The object is to get the disc into the opponent's end zone. Games continue until one side reaches 15 points, but like many things in Ultimate, this is often negotiable. Usually, games last an hour or so.
The disc can be advanced up the field only by throwing it to a teammate; once players catch the disc, they cannot run with it. An opposing player tries to block the next throw to any of the six scrambling members of the team. But if the disc is dropped, thrown out of bounds or intercepted, it's a turnover.
The game begins with a "pull," what a football fan might call a kick-off. The defense wisely tried to exploit my new skills as many of the pulls came toward me. Although my throwing skills were somewhat suspect, I managed to catch the disc just fine.
My strategy was simple: Toss the disc to a more experienced teammate as quickly as possible, and run down the field in hopes of catching a pass. If I delayed, I could face a difficult throw for a newcomer like me -- the dreaded forehand.

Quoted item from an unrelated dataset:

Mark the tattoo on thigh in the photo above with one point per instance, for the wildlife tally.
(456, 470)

As a right-hander, this is where I would throw the disc from the right side of my body with a whip-like motion that would sail perfectly parallel to the ground to a teammate. In practice, before the game, however, I had a lot of trouble with this throw, as most beginners do, resulting in many inaccurate tosses.
Thus, throughout the game, I stuck to the basic backhand, the same one I'd learned on a beach decades ago. Luckily, I could throw it reasonably accurately and with some zip.
But again my self-consciousness about my lack of skills wasn't necessary. The players in the weekly pickup game in the shadow of the Hollywood sign were good-natured. Before the game, several players offered friendly tips.
From the opening pull, it quickly became clear that the game probably had as much to do with a player's overall fitness level as anything else. Good players without the disc should constantly be in motion, trying to get open or defending an opponent. Defensive strategies can be more complex in team and tournament play, but in pickup games like ours, players usually guard the opponent directly opposite them on pulls.
I tried to keep moving -- mixing jogging, running and sprinting. After about 10 or 15 minutes of that, I felt ready for an oxygen mask. Luckily, I wasn't the only player breathing heavily. Although the talent ranged from advanced to beginner, most players seemed just as winded.
Because the game started more than an hour later than advertised, I had to leave early. I was tired, but ready for more.
I'm not sure if I'd used the word ultimate -- penultimate, maybe. But there's a lot to be said for running around on a green field on a sunny day living up to the spirit of the game.
Snapshot: Ultimate Frisbee
Duration of activity: 31 minutes
Calories burned*: 488
Heart rate*: average, 155; high, 187.
*This information was obtained using a heart-rate monitor.